Cependant, ce qui nous touche chez Julien, ce qui permet qu'il nous parle, qu'on l'entende et que nous prenions cette main qu'il nous tend pour nous laisser guider en confiance, c'est qu'il nous écoute, Julien, qu'il nous considère comme des personnes, qu'il prend le temps de notre plaisir mais également qu'il avance à notre rythme, qu'il nous tient le coude pour franchir le gué ... sans nous contraindre. Il est exigeant, il nous bouscule, nous met face à nous-mêmes, il nous ouvre la porte, nous invite à franchir le seuil ... mais il nous laisse le choix.
Mehdi le reconnait et le verbalise : "ça parait si simple avec toi, Julien, t'es pédé, tu baises avec moi, et après tu restes gentil !"
Tous, nous sommes revenus vers toi, Julien. Volontairement et librement.
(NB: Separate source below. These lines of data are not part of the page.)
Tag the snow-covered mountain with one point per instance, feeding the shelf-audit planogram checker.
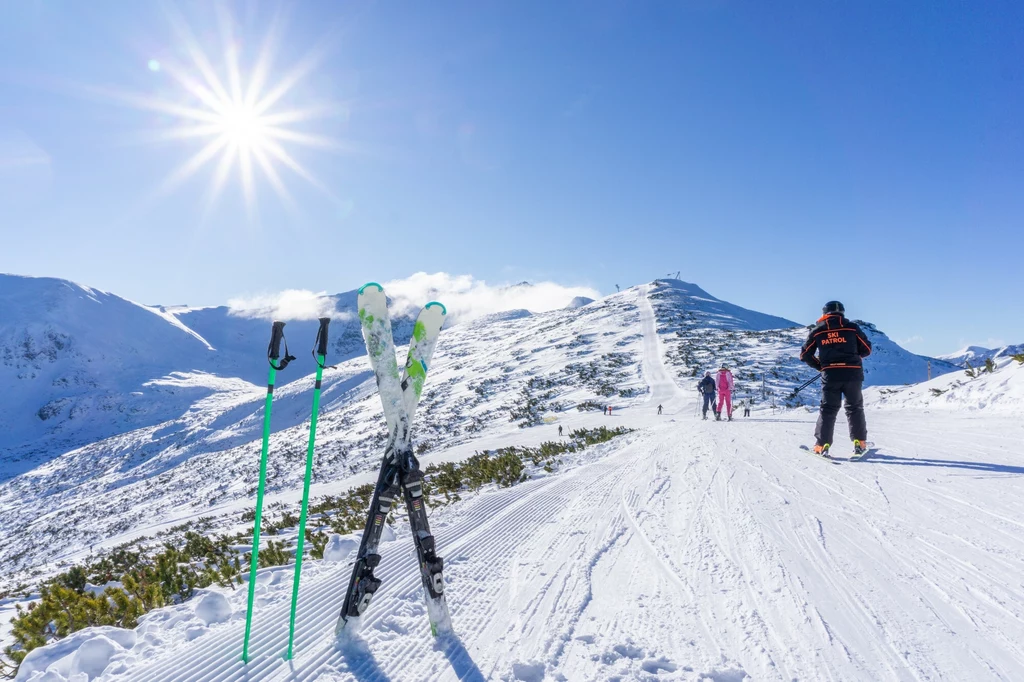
(78, 365)
(702, 333)
(977, 355)
(999, 390)
(155, 412)
(687, 550)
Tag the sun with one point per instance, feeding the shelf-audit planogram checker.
(237, 116)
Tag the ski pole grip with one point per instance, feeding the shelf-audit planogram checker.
(322, 337)
(276, 335)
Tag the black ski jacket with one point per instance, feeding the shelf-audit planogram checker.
(841, 344)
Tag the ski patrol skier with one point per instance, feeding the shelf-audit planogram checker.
(841, 347)
(725, 385)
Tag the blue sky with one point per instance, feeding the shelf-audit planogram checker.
(778, 155)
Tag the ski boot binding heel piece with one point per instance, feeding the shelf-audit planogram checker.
(366, 585)
(432, 567)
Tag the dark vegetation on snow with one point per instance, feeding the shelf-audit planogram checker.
(142, 574)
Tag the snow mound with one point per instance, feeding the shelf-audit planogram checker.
(93, 656)
(1001, 390)
(81, 655)
(213, 607)
(339, 548)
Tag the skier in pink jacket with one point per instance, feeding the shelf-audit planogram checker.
(724, 392)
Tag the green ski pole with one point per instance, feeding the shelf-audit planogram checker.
(320, 352)
(272, 354)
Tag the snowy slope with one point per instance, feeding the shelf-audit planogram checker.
(702, 333)
(1001, 390)
(74, 360)
(203, 462)
(80, 365)
(690, 551)
(977, 355)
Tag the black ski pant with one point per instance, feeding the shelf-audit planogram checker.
(833, 391)
(709, 400)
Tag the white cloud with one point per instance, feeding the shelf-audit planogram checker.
(289, 304)
(467, 298)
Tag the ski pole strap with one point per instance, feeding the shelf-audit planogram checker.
(320, 345)
(273, 350)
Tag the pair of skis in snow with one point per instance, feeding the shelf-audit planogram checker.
(399, 473)
(856, 457)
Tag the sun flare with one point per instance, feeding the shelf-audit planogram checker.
(237, 114)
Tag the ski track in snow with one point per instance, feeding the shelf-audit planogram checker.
(693, 550)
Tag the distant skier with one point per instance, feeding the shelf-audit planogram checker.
(725, 384)
(841, 347)
(707, 389)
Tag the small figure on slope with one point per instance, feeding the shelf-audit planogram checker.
(841, 347)
(707, 389)
(724, 392)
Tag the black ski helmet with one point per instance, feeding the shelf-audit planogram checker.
(833, 306)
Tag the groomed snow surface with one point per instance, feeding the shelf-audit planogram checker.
(689, 550)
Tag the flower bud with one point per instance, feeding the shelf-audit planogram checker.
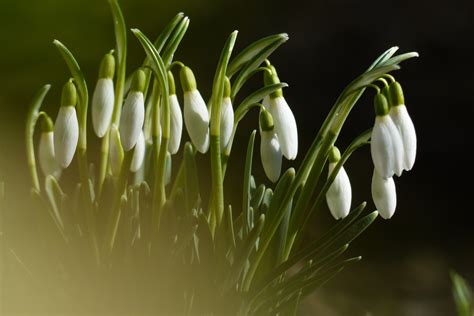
(401, 118)
(384, 195)
(103, 98)
(386, 145)
(270, 151)
(133, 112)
(339, 194)
(66, 128)
(196, 115)
(227, 117)
(47, 160)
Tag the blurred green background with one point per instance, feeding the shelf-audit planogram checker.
(406, 259)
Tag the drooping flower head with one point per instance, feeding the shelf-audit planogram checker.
(196, 114)
(386, 145)
(283, 118)
(47, 160)
(270, 151)
(339, 194)
(66, 128)
(103, 98)
(401, 118)
(133, 112)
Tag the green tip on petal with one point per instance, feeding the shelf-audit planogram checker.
(395, 94)
(188, 81)
(107, 66)
(380, 105)
(266, 121)
(227, 88)
(334, 155)
(171, 84)
(69, 95)
(138, 81)
(47, 124)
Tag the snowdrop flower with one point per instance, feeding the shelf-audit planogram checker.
(116, 151)
(270, 151)
(384, 195)
(227, 117)
(103, 98)
(386, 145)
(399, 114)
(133, 112)
(66, 128)
(339, 194)
(47, 160)
(196, 115)
(138, 153)
(176, 118)
(283, 118)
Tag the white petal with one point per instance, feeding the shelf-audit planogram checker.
(176, 125)
(196, 118)
(138, 153)
(404, 124)
(102, 106)
(115, 150)
(66, 135)
(227, 122)
(270, 154)
(386, 147)
(47, 161)
(131, 121)
(384, 195)
(339, 195)
(285, 127)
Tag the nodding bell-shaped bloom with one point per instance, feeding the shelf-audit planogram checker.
(138, 153)
(47, 160)
(196, 115)
(227, 117)
(133, 112)
(339, 194)
(115, 151)
(386, 145)
(384, 195)
(270, 151)
(283, 118)
(401, 118)
(176, 118)
(103, 98)
(66, 128)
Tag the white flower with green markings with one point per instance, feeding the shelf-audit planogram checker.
(66, 128)
(196, 114)
(103, 98)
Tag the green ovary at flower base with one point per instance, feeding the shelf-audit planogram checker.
(160, 223)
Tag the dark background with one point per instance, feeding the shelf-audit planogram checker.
(407, 259)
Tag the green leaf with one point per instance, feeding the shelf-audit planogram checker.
(252, 50)
(255, 97)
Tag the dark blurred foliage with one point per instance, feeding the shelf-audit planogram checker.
(407, 258)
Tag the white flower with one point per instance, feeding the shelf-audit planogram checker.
(285, 125)
(102, 106)
(66, 135)
(116, 151)
(138, 153)
(270, 154)
(227, 122)
(404, 124)
(131, 121)
(339, 194)
(176, 125)
(196, 118)
(384, 195)
(47, 160)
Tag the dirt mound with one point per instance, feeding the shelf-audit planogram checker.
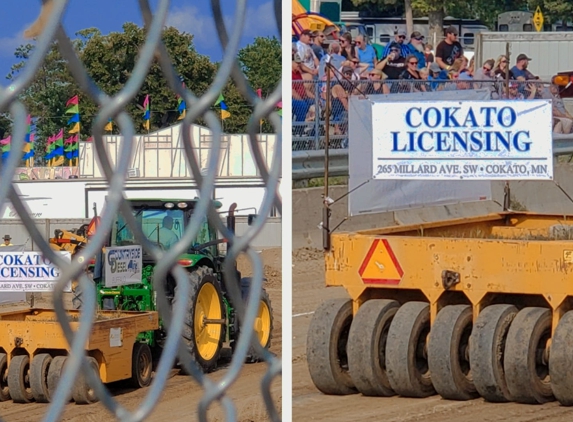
(307, 254)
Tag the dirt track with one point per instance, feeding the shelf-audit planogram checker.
(310, 404)
(182, 394)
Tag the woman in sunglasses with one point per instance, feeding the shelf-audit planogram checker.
(411, 74)
(348, 50)
(501, 68)
(375, 84)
Merci Julien, d'être celui que tu es."
Une quinte de rire secoue mes épaules.
- " Je revoie Mehdi qui réapparait dans la cour, l'air emprunté avec son casque dans une main et son sac blanc rebondi de ses victuailles dans l'autre, vêtu de sa tenue de cuir matelassé sombre, incongrue dans l'environnement verdoyant de la prairie où nous avons ramené la pouliche."
-" Et ensuite?"
-" Ensuite, je lui ai proposé de prendre une douche partagée mais il m'a dit : va te laver, pendant ce temps, moi, je m'occupe de tout et tu es mon invité ... chez toi! Je crois que je sais où sont rangées les choses.
Quand je reviens, la table est dressée et la daube du traiteur réchauffée ... Avec ce garçon, le quotidien matériel est d'une simplicité limpide et c'est une libération, on voit qu'il a été élevé par une mère seule qui l'a responsabilisé et mis à contribution."
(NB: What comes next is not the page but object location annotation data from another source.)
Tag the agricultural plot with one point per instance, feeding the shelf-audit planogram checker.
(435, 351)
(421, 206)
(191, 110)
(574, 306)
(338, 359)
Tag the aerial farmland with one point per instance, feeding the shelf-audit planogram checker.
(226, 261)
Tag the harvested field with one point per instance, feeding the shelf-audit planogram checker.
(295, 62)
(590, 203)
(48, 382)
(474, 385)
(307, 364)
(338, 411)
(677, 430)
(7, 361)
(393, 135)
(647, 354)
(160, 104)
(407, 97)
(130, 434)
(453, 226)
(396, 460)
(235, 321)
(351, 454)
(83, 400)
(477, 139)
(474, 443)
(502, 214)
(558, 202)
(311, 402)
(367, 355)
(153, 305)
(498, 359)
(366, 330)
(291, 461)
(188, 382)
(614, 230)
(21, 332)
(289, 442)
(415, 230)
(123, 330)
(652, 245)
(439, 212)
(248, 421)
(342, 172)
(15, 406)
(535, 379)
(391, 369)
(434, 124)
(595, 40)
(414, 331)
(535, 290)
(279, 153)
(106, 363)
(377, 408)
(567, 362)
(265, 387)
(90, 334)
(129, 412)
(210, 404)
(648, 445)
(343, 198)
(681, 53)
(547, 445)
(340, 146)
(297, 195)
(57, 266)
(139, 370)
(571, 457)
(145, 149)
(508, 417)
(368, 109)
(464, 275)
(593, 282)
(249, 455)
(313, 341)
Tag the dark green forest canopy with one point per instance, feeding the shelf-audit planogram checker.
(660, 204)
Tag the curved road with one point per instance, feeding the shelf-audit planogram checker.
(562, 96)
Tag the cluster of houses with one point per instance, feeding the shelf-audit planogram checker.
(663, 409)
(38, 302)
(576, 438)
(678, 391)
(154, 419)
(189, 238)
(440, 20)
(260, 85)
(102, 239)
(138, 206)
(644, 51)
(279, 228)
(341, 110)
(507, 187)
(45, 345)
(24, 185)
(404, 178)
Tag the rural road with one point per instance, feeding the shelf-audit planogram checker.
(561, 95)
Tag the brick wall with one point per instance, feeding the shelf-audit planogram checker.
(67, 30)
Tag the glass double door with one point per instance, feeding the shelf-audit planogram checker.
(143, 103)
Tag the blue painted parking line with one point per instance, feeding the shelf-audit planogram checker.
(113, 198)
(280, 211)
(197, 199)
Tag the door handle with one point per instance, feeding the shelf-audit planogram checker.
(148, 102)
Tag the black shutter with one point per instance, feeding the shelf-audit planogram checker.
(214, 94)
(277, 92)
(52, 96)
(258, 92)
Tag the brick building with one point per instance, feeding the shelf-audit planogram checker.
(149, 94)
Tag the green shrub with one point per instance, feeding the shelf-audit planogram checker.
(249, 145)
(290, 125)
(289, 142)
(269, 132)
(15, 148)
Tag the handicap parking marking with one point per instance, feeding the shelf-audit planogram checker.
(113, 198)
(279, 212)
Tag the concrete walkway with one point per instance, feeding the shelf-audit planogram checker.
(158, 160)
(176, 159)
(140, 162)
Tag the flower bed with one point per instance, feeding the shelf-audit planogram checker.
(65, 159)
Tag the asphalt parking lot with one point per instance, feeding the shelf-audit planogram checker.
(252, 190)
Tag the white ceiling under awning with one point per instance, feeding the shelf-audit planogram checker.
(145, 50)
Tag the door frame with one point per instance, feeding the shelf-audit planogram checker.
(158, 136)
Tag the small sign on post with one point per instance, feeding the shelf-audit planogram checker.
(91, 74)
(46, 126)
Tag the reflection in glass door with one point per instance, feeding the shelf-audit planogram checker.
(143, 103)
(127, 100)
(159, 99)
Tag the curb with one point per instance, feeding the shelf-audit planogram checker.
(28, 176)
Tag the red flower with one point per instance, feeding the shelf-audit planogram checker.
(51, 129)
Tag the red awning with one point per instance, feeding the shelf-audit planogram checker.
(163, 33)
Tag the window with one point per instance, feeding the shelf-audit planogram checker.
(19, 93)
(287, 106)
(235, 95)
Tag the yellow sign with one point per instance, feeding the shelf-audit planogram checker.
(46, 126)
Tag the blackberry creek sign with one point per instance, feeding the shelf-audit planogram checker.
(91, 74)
-" Ben voyons, tout le monde sait que Julien Bonnet choisit ses amants selon le critère prioritaire de leurs qualités ménagères."
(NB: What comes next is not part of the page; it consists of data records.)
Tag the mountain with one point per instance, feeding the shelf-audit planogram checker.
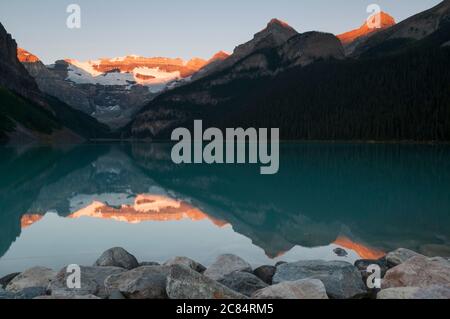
(275, 49)
(276, 33)
(350, 40)
(307, 88)
(111, 90)
(27, 114)
(406, 32)
(13, 75)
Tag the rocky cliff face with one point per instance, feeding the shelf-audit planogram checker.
(13, 75)
(350, 40)
(273, 50)
(111, 104)
(414, 28)
(275, 34)
(111, 90)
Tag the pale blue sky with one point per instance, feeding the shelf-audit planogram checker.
(175, 28)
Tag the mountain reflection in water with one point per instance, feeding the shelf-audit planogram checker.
(365, 198)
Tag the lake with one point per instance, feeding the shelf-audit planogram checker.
(67, 204)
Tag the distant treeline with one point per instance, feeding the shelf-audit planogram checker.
(400, 97)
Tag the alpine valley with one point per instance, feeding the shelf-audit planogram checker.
(372, 84)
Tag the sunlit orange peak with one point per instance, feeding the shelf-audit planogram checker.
(26, 57)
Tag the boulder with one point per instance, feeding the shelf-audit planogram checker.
(4, 281)
(148, 282)
(34, 277)
(6, 295)
(92, 282)
(280, 263)
(243, 282)
(185, 283)
(117, 257)
(432, 292)
(340, 252)
(341, 279)
(31, 293)
(265, 273)
(300, 289)
(148, 263)
(186, 262)
(116, 295)
(399, 256)
(51, 297)
(418, 271)
(226, 264)
(362, 265)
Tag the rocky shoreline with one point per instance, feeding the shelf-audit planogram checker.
(117, 274)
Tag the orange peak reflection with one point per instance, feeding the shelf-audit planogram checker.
(146, 208)
(29, 219)
(363, 251)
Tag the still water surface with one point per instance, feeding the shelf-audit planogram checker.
(66, 205)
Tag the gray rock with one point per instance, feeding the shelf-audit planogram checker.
(148, 282)
(117, 257)
(265, 273)
(6, 295)
(31, 293)
(31, 278)
(341, 279)
(226, 264)
(418, 272)
(116, 295)
(92, 282)
(185, 283)
(148, 263)
(68, 297)
(340, 252)
(362, 265)
(186, 262)
(399, 256)
(432, 292)
(4, 281)
(243, 282)
(300, 289)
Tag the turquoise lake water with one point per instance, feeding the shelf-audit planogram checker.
(65, 205)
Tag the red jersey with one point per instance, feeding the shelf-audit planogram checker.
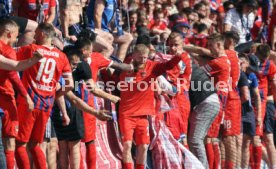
(272, 24)
(40, 80)
(219, 69)
(5, 84)
(137, 94)
(161, 26)
(181, 72)
(97, 61)
(267, 73)
(199, 40)
(234, 73)
(29, 8)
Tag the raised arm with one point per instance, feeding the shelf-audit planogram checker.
(80, 104)
(197, 50)
(98, 12)
(257, 98)
(91, 86)
(8, 64)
Piqué, je relève précipitamment les yeux vers la source de ce sarcasme qui m'alerte. Mais non! Je ne lis que bienveillance amusée mais aussi clairvoyance dans les yeux qu'il pose sur moi, et je vois, je perçois, je sais que lui, Jérôme, n'est là, au présent, que pour moi. Pourtant j'insiste, comme pour ne pas perdre la face, ne pas céder un pouce de terrain :
-" C'est important cette distribution fluide des tâches du quotidien et c'est la planche de salut à quoi Mehdi se raccroche ... quelle autre raison pourrait-il officiellement avancer pour justifier d'être venu jusqu'aux Chênaies sinon avouer qu'il vient pour me revoir, hein?"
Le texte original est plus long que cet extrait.